Tom Holland gives what is undoubtedly his best performance as the titular superhero in Jon Watts' third chapter of the trilogy.
Arguably Marvel's most humourous and darkest film to date, Spider-Man: No Way Home triumphs not because of its superhero bits but as a result of its gut-wrenching drama.
As I sat in the cinema imagining how 2021's most highly-anticipated film would play out, I wondered whether I would come out smiling or disappointed. Having seen it, my reaction is that of introspection.
Never has a film been interwoven in a web of fan theories (pun intended!) and speculations as this one. There is no need to delve into them. The only thing I have to say to those who are yet to see it is this; you will see both what you expect to see and what you never bargained for.
We have all seen the trailers and it reveals the main crux of the plot; in a bid to reverse the world knowing his true identity, Spider-Man/Peter Parker seeks Doctor Strange's help and the botched spell cracks open the multiverse, leading to some of the baddest supervillains to ever fight our hero coming for their pound of flesh.
Faced with some of the most difficult choices he has ever had to make, Spidey must rely on his pals to right the wrong he has caused.
As things go from bad to worse, the web-slinging hero is forced to go to the darkest depths and experience some of life's most horrendous lessons while being forged like never before to face his destiny, learning what it takes to really means to be Spider-Man.
The first 30 minutes or so is the normal fast-paced story Marvel fans have come to expect. Halfway through and the inevitable pandemonium blows everything to hell.
As someone who has watched all the other Spider-Man films, it was a joy to witness the cinematic return of Alfred Molina as Otto Octavius/Doc Ock, Willem Dafoe as Norman Osbourne/Green Goblin, and Jamie Foxx as Electro.
Molina and Dafoe mesmerized me with their amazing performances. While the former was simply wonderful, the latter was frightening and unforgettable.
Unlike before, Zendaya and Jacob Batalon play more significant roles and their dramatic range just made me really see them in a way I had never done before.
All the cast members are remarkable but as the lead, Tom Holland is magnetic and stunning. The range of emotions and the dark path his character goes will leave you breathless. Never have I seen such commitment to playing a beloved superhero.

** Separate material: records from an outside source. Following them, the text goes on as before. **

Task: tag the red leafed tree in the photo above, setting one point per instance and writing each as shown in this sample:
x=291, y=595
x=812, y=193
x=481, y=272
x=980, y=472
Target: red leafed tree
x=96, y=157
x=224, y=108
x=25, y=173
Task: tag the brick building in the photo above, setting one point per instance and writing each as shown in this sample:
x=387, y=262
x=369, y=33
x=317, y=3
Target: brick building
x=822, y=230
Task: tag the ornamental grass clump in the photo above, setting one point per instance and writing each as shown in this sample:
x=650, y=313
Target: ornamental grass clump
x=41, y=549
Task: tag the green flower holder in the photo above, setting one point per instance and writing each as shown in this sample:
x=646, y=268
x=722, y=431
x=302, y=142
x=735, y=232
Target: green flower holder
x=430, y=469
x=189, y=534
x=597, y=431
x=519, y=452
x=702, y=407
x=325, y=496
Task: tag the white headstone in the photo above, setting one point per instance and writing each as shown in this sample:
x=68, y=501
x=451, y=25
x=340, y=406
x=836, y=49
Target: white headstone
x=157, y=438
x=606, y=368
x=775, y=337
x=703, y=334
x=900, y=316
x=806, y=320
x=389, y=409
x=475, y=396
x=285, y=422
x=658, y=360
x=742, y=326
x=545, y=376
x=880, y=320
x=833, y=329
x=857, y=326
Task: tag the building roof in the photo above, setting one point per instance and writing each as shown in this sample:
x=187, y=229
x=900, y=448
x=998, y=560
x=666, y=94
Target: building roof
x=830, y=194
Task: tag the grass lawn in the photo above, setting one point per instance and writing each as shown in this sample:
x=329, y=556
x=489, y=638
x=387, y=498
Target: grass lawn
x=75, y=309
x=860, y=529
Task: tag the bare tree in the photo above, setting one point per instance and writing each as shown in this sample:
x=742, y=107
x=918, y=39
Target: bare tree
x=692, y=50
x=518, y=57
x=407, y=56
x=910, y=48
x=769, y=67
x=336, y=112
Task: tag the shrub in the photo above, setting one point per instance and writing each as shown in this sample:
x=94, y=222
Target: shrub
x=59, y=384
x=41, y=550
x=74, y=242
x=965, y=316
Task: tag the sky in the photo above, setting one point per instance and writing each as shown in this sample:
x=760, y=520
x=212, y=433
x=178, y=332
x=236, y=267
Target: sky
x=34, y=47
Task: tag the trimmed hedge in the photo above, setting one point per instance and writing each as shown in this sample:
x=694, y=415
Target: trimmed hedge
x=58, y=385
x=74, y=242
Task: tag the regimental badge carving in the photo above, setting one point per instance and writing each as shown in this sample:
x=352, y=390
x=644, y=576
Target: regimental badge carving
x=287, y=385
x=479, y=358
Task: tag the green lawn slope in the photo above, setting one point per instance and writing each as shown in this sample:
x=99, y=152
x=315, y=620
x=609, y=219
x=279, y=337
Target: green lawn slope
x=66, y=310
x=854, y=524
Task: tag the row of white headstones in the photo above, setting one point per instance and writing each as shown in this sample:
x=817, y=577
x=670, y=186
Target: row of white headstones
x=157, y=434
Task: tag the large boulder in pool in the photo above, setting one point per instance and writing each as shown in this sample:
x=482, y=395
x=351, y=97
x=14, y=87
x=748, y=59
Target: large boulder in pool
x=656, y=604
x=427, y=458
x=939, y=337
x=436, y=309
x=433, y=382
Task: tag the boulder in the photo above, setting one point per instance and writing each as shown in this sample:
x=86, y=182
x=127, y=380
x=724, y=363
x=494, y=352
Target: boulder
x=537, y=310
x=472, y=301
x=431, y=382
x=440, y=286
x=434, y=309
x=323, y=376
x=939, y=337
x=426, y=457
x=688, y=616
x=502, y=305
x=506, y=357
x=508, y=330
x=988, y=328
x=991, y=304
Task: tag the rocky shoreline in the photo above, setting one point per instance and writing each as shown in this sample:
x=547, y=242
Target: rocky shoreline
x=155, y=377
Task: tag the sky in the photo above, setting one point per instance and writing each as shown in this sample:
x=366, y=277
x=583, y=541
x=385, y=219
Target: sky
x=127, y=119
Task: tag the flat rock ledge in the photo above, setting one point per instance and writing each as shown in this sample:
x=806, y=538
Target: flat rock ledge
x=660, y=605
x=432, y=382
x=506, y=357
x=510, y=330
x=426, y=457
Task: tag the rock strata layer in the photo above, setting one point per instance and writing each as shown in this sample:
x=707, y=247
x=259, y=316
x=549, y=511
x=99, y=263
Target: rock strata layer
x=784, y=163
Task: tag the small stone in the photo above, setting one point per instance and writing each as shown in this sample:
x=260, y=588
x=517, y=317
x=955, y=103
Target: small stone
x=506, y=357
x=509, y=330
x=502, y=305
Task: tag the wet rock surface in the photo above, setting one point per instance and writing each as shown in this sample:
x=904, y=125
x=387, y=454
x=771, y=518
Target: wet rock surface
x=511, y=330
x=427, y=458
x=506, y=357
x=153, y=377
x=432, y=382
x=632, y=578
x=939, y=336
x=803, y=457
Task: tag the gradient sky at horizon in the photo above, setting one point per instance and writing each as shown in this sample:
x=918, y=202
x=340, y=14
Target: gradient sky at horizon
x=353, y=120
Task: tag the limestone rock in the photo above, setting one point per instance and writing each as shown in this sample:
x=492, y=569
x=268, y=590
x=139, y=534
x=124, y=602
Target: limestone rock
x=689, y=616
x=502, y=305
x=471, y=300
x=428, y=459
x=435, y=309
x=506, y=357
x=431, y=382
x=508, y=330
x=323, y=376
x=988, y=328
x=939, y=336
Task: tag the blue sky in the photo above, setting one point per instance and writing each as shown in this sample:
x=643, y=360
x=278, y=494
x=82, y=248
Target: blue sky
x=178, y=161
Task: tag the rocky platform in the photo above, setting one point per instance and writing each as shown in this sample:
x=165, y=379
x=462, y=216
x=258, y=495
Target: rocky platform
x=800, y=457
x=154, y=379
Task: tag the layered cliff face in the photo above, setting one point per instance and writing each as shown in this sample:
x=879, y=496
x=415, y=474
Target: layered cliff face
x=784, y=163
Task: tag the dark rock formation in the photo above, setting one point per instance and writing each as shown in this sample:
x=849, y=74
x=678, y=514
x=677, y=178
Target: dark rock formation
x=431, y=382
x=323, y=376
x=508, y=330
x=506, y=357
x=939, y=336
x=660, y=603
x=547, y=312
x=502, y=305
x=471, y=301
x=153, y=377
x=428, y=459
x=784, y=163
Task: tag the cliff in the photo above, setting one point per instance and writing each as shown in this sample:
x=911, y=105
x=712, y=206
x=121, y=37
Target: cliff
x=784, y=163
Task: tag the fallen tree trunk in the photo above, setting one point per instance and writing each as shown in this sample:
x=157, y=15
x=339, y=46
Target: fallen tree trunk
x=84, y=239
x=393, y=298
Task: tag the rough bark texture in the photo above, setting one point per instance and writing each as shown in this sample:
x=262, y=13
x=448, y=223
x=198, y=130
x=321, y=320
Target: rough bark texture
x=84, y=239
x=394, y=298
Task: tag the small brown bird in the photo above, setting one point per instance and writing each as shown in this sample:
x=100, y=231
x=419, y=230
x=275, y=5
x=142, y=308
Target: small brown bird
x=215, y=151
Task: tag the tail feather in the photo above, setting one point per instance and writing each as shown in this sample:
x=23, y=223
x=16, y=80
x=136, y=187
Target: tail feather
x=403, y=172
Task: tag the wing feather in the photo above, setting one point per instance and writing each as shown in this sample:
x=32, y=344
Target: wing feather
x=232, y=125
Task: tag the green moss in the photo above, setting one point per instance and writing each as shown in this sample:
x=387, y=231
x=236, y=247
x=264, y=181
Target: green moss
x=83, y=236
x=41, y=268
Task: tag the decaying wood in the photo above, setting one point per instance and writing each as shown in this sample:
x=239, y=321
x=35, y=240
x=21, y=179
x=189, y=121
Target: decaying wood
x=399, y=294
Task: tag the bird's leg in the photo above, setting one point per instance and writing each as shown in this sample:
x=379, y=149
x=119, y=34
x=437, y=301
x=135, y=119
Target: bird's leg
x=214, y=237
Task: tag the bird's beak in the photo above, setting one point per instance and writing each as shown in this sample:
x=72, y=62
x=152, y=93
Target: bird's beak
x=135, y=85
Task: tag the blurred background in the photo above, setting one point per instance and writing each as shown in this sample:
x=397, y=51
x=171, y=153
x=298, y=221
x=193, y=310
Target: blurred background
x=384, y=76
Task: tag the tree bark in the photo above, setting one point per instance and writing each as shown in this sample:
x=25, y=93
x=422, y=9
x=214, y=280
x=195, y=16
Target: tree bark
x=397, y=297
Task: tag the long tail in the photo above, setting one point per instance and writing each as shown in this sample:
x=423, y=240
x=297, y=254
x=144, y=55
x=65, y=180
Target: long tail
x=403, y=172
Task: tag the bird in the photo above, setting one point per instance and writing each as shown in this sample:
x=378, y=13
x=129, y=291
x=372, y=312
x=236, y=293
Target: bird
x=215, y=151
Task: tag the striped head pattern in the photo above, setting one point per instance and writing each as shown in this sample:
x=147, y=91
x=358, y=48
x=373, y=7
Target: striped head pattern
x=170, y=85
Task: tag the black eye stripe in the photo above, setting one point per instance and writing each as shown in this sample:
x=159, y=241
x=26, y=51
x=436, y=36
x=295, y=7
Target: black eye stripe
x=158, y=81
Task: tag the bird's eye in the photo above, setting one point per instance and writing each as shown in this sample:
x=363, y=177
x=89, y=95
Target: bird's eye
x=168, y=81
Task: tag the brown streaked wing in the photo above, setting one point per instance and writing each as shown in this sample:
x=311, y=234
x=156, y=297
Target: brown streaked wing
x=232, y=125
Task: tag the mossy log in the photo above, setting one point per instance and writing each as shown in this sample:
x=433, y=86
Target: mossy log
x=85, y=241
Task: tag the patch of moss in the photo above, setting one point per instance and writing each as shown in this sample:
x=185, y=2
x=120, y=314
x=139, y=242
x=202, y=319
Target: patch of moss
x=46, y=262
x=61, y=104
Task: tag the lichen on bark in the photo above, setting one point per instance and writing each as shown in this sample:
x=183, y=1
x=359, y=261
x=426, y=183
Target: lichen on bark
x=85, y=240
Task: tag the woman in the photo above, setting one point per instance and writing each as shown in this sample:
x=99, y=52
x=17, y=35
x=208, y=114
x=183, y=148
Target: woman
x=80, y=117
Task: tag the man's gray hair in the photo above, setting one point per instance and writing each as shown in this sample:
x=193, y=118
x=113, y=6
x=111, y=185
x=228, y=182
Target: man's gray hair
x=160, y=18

Benedict Cumberbatch as Doctor Strange is a sight for sore eyes, brightening up the screen with a litany of hand-waving and those powerful magic tricks he is known for.
The visual effects left me gaping (this is a Marvel movie and I expected nothing less) but the action didn't really live up to my expectations. That is not to say it is subpar. In fact, the mirror dimension sequence is one of the best action scenes in the MCU.
The score is so good that I found myself humming it long after the film reached its conclusion.
I don't know how the screenplay was written in a way that makes every single person important to the plot (which never feels convoluted by the way). Kudos to the screenwriters for their efforts.
This film left me thinking about some of the decisions we so often have to make in life, some of the sacrifices we find ourselves making for the ones we love. Even though they are oblivious of these choices, seeing them the better for it is all the fulfillment we need.
It seems like there is still a lot I have to say about Spider-Man: No Way Home but it is a movie better seen so that the viewer can attest to his/her unique experience.
It goes without saying that avoiding spoilers in this review came naturally as I would have hated anyone spoiling it for me too.
As every diehard Marvel fan knows, staying for the post-credit scenes is non-negotiable and it's something I made sure I did. The first was more or less inconsequential and the second was worth every single second.
Is this film the best from Marvel like some reviewers are saying? In my opinion, no. But it does rank among the best three (behind Infinity War and Endgame).
Final words: One of the year's best films and one I will watch a couple more times.